Why would it be deflected? As has already been pointed out multiple times, there is nothing magical at the horizon.

timmdeeg said:
is the intuition correct that an increasing non-radial worldline within the black hole will take increasing proper time to reach the singularity?

What do you mean by "increasing non-radial worldline"?
 
  • #54
pervect said:
There are a couple of good answers in that thread from stackexchange you linked above. I only glanced at the first two, John Rennie's and Lubos' Mott's answers. Are you satisfied with those answers? Do you have any furhter qu4estions? Your responses are rather terse, I'm not quite sure if there's a need to say anything else.
For the moment yes. Thank you for asking.

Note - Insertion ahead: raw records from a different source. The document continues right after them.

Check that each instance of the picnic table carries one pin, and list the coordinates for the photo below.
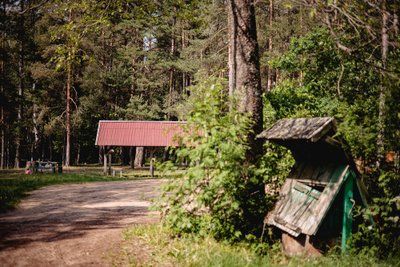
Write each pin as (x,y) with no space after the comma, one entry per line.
(44,166)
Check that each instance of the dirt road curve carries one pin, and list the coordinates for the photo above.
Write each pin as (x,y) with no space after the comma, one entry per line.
(74,225)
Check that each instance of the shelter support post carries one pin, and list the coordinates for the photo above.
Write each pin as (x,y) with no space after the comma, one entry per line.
(105,163)
(152,167)
(109,164)
(347,211)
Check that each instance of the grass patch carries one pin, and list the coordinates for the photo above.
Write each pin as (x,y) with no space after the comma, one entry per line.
(161,249)
(15,185)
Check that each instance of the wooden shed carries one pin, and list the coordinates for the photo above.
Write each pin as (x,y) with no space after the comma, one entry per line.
(316,202)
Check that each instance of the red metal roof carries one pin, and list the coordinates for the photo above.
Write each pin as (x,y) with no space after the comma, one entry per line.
(138,133)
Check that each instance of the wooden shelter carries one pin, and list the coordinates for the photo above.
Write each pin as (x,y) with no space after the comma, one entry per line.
(152,134)
(316,202)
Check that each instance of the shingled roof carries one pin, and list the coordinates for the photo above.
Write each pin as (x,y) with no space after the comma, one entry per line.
(310,129)
(139,133)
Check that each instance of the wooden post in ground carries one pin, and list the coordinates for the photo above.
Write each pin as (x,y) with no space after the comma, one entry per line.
(109,163)
(105,164)
(152,167)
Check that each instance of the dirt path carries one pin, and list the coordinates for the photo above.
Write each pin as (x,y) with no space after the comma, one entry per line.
(74,225)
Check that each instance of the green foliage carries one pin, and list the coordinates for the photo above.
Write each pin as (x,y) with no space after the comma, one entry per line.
(139,109)
(219,194)
(163,249)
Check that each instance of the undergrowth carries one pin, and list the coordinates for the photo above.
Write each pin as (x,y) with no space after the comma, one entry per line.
(164,249)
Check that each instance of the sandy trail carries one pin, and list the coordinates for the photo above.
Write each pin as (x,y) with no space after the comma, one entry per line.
(74,225)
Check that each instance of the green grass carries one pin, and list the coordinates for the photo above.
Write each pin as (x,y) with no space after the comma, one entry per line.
(163,250)
(15,185)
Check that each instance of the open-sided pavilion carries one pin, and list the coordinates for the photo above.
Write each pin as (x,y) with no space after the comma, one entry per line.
(115,133)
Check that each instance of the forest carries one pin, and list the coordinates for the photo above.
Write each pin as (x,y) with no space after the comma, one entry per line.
(231,68)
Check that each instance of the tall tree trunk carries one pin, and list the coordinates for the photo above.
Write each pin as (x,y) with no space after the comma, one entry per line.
(68,118)
(2,122)
(232,48)
(21,76)
(171,71)
(270,21)
(36,133)
(247,69)
(382,93)
(67,161)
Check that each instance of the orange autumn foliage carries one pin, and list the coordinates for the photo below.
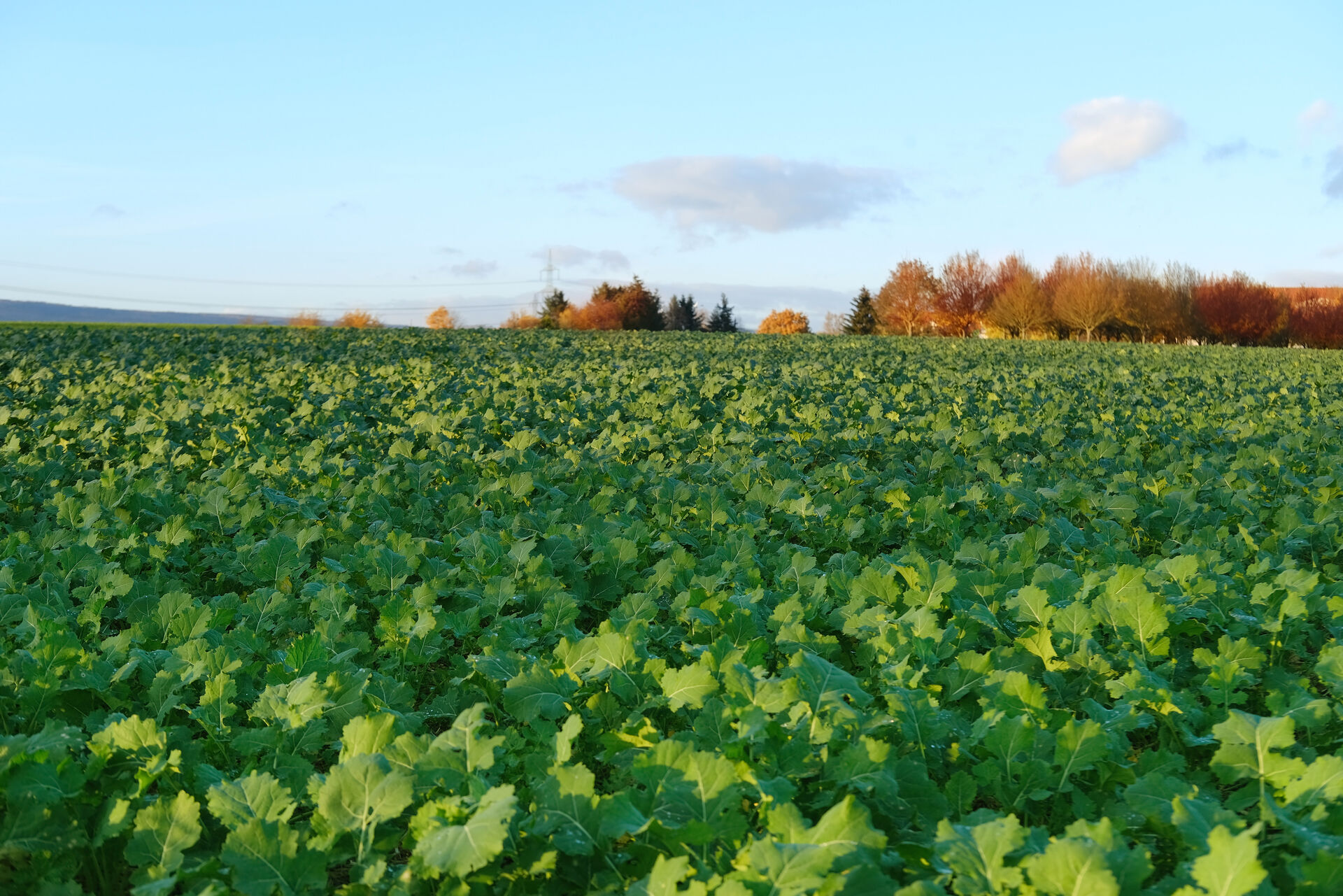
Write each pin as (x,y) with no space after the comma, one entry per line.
(357,319)
(785,322)
(305,319)
(441,319)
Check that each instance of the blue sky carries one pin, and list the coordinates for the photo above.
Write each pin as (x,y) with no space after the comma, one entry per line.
(783,153)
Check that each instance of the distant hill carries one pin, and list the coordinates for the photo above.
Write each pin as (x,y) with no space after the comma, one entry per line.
(51,312)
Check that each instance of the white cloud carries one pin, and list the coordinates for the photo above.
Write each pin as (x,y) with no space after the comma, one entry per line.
(1316,116)
(1299,277)
(343,208)
(1334,173)
(579,257)
(1230,150)
(474,268)
(734,194)
(1112,135)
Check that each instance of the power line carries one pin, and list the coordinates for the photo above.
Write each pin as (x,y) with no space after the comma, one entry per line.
(255,283)
(172,303)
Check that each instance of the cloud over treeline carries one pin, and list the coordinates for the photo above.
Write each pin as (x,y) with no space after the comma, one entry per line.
(1111,135)
(735,194)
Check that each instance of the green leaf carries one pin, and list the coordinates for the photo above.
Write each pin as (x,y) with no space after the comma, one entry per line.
(267,856)
(1321,782)
(1079,747)
(567,811)
(460,849)
(688,687)
(276,559)
(293,704)
(164,830)
(564,739)
(467,737)
(665,879)
(537,693)
(362,793)
(1230,867)
(1249,748)
(254,797)
(975,855)
(367,735)
(845,828)
(1072,867)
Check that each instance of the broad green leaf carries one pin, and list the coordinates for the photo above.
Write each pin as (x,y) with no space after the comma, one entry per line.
(688,685)
(265,858)
(537,693)
(460,849)
(164,830)
(1230,867)
(253,797)
(1079,747)
(367,735)
(1251,748)
(362,793)
(467,737)
(1072,867)
(975,855)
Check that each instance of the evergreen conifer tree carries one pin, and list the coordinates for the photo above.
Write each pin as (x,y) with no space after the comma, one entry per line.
(555,305)
(722,319)
(681,313)
(862,318)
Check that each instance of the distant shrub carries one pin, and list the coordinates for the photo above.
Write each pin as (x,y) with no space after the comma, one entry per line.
(441,319)
(1316,319)
(521,320)
(1240,311)
(357,319)
(785,321)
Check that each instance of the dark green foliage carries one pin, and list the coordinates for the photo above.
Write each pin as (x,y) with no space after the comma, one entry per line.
(861,319)
(551,311)
(386,611)
(722,319)
(681,315)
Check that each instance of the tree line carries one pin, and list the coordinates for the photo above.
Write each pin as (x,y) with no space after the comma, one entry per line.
(1087,297)
(1077,297)
(627,306)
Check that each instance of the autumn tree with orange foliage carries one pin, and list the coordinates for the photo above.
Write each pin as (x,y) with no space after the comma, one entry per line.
(1242,312)
(1084,293)
(305,319)
(441,319)
(1315,318)
(907,303)
(785,322)
(1020,303)
(966,294)
(629,306)
(521,320)
(357,319)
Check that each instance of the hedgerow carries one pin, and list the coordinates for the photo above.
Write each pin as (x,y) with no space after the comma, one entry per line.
(391,611)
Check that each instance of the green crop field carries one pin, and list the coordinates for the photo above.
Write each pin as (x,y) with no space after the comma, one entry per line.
(406,611)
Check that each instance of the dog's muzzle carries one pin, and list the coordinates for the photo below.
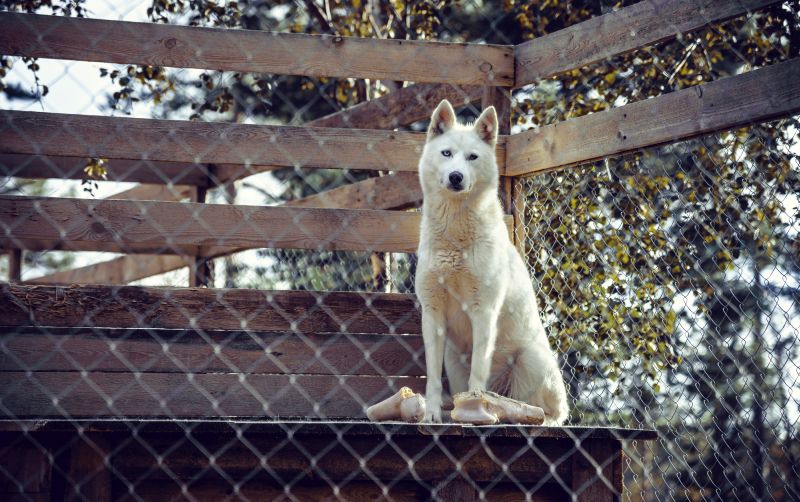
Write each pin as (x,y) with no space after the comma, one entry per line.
(455,181)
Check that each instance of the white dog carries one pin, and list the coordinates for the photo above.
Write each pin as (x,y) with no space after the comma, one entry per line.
(479,311)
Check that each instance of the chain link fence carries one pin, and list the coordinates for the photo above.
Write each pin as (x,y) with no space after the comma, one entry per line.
(667,278)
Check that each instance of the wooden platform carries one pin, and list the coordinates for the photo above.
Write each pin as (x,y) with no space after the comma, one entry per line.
(156,460)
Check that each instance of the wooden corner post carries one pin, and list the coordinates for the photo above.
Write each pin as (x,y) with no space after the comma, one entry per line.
(511,192)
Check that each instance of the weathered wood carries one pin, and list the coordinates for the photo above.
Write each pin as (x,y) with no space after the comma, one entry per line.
(186,141)
(122,270)
(198,229)
(89,477)
(755,96)
(643,23)
(352,491)
(15,265)
(401,107)
(593,468)
(25,471)
(190,351)
(383,458)
(208,309)
(144,171)
(148,191)
(394,191)
(152,44)
(101,394)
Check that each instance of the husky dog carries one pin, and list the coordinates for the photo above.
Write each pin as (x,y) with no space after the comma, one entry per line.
(479,311)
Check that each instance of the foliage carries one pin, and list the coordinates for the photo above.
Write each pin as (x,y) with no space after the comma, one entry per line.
(656,270)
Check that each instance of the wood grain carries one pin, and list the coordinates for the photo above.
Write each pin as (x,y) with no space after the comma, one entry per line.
(99,394)
(253,51)
(184,141)
(756,96)
(149,191)
(394,191)
(198,229)
(120,270)
(385,456)
(208,309)
(191,351)
(401,107)
(61,167)
(644,23)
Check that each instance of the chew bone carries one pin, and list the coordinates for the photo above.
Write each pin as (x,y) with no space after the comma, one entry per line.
(404,405)
(488,408)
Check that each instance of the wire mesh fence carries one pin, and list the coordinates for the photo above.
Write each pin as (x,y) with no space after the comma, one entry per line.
(667,278)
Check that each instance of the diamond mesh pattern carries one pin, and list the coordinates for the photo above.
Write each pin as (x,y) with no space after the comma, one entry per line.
(667,277)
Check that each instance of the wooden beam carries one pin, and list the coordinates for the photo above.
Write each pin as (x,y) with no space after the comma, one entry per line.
(208,309)
(401,107)
(15,258)
(394,191)
(207,351)
(197,229)
(644,23)
(122,270)
(164,395)
(152,44)
(89,476)
(35,133)
(756,96)
(36,166)
(147,191)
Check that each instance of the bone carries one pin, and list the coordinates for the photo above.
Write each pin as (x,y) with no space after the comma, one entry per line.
(488,408)
(404,405)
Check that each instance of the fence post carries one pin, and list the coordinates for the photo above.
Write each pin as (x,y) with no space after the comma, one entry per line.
(511,193)
(15,265)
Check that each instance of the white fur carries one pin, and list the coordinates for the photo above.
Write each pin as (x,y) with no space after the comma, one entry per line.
(479,312)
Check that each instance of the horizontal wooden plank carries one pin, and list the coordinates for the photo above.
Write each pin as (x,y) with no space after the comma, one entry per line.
(384,457)
(191,351)
(400,108)
(208,309)
(197,229)
(61,167)
(99,394)
(394,191)
(253,51)
(121,270)
(327,428)
(752,97)
(644,23)
(149,191)
(35,133)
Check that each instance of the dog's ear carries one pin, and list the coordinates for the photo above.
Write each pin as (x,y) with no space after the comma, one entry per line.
(486,126)
(442,120)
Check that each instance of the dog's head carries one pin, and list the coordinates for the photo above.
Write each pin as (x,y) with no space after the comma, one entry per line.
(459,159)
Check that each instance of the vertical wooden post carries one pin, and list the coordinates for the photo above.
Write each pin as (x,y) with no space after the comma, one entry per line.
(511,193)
(200,272)
(89,476)
(15,265)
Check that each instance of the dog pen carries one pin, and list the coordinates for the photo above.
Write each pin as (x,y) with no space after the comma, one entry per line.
(660,229)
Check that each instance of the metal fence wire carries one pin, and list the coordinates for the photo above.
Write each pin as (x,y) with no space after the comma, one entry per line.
(664,253)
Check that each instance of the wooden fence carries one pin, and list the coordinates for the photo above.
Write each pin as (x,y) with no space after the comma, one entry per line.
(180,160)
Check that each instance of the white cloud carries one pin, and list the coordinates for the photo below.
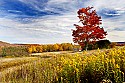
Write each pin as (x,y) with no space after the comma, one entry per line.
(57,28)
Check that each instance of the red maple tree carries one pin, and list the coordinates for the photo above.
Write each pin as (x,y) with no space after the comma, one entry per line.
(90,31)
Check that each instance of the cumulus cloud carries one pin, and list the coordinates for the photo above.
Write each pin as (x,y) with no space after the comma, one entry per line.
(51,21)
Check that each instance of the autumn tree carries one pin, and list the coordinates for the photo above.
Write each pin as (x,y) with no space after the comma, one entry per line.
(90,31)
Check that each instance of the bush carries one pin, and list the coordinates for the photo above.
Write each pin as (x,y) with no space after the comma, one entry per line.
(14,51)
(102,44)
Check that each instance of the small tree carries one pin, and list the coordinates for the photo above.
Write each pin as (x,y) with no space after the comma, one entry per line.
(90,31)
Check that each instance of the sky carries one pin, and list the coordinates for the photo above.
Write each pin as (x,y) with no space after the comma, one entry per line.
(51,21)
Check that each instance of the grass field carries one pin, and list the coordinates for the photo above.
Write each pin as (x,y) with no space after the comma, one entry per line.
(66,67)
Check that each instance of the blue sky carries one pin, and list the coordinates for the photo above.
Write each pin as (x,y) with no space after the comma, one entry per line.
(51,21)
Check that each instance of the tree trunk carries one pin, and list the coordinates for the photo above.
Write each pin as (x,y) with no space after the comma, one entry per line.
(86,45)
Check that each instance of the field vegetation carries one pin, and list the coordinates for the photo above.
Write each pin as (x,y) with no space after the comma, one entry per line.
(81,67)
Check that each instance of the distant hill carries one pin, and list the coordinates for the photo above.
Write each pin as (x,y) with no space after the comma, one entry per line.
(4,43)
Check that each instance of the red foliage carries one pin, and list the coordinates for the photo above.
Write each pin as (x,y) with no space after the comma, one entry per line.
(90,31)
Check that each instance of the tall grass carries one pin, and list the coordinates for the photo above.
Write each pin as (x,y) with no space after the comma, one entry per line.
(106,66)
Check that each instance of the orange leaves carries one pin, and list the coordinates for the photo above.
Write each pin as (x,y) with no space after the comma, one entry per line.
(90,31)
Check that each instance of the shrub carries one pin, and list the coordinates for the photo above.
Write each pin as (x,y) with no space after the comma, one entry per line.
(14,51)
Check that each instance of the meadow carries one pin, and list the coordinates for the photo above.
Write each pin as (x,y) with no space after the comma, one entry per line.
(96,66)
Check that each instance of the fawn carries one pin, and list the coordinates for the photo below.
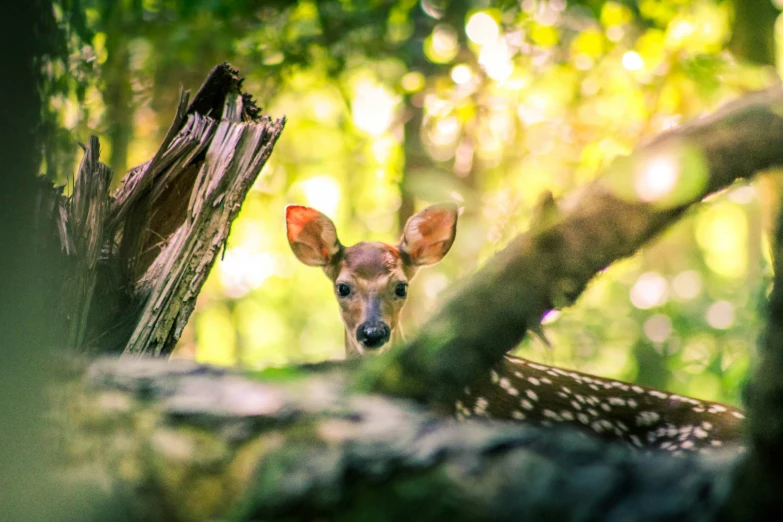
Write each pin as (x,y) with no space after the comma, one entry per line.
(371,280)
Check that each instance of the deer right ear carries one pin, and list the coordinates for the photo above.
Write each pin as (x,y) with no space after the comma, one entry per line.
(312,235)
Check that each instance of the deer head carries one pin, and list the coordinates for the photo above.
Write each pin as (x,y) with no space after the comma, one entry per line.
(371,279)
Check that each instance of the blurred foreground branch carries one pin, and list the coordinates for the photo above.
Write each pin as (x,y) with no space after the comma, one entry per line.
(178,441)
(197,443)
(571,241)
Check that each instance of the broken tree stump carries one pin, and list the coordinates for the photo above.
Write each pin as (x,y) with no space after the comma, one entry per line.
(136,260)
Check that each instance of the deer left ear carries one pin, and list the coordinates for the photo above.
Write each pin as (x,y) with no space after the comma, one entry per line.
(312,235)
(428,235)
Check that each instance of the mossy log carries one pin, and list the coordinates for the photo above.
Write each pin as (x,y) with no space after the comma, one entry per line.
(200,443)
(178,441)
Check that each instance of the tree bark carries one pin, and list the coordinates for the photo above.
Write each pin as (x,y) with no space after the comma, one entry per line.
(179,441)
(138,258)
(570,242)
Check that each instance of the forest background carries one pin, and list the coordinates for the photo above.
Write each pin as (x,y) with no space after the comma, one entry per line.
(393,105)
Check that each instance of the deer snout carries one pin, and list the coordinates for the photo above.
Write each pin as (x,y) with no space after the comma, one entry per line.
(373,334)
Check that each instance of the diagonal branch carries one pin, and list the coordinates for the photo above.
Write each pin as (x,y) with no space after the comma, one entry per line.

- I was a little surprised that answers given in this thread used coordinate systems. It would seem that light cones are regions of the tangent bundle so one ought to be able to give a coordinate free description of their behavior. I later found pictures on line. One came from a book by someone named Geroch which showed the convergence of light cones to the singularity. BTW: This convergence seems real even though the singularity formally is not a part of space-time. I suppose there is a completion of the space-time manifold to include the singularity in which convergence does take place.

- The answers given here were all in terms a single point singularity and I would have thought that there is a more general answer that allows for a distribution of singular points, not just a single point. Suppose for instance that the singularity forms a two dimensional surface. This would still imply infinitely dense matter and should form a black hole.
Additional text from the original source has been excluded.